4.1. Performance Values
In the first step, the genes that the ensemble gene filter algorithm chooses are obtained by the gene grading of Fisher, WRS, and IG algorithms. Gene-subsets with the highest classification performance are selected by making gene selection processes at different numbers. At this step, the graphic of LOOCV value that the gene filter algorithms obtain through KNN according to different gene numbers is presented in Figure 5. In Table 1, the best 15 performances obtained are shown.

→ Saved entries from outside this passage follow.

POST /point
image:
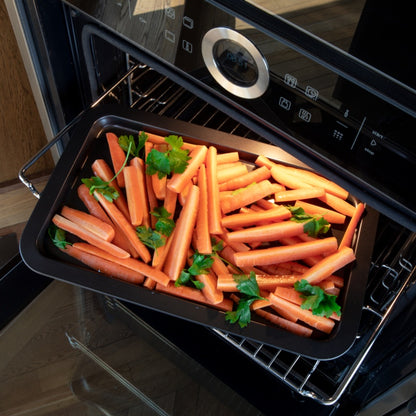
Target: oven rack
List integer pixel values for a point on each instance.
(392, 269)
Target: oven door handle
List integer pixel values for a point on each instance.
(58, 138)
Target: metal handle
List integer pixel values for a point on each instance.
(59, 136)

Filter | LOOCV | Selected Genes | AUC | Time | 5-Fold | 10-Fold |
---|---|---|---|---|---|---|
Fisher | 98.61 | 9 | 0.98 | 6 | 98.57 | 98.57 |
Fisher | 98.61 | 10 | 0.98 | 7 | 98.57 | 98.57 |
IG | 98.61 | 100 | 0.98 | 56 | 97.24 | 98.57 |
Fisher | 98.61 | 100 | 0.98 | 56 | 98.57 | 98.57 |
WRS | 98.61 | 150 | 0.98 | 87 | 98.57 | 98.57 |
Fisher | 98.61 | 150 | 0.98 | 83 | 98.57 | 98.57 |
IG | 98.61 | 250 | 0.98 | 141 | 98.57 | 98.57 |
WRS | 98.61 | 250 | 0.98 | 140 | 98.57 | 98.57 |
Fisher | 98.61 | 250 | 0.98 | 140 | 98.57 | 98.57 |
IG | 98.61 | 500 | 0.98 | 288 | 97.14 | 98.57 |
WRS | 98.61 | 500 | 0.98 | 281 | 98.57 | 98.57 |
Fisher | 98.61 | 500 | 0.98 | 287 | 98.57 | 98.57 |
Fisher | 97.22 | 2 | 0.97 | 2 | 97.14 | 97.14 |
WRS | 97.22 | 3 | 0.97 | 3 | 95.81 | 97.14 |
Fisher | 97.22 | 3 | 0.97 | 3 | 97.14 | 97.14 |
LOOCV, leave one out cross validation; IG, information gain; WRS, Wilcoxon rank sum; AUC, Area under the curve.
Best 15 performance values of the three gene filter algorithm.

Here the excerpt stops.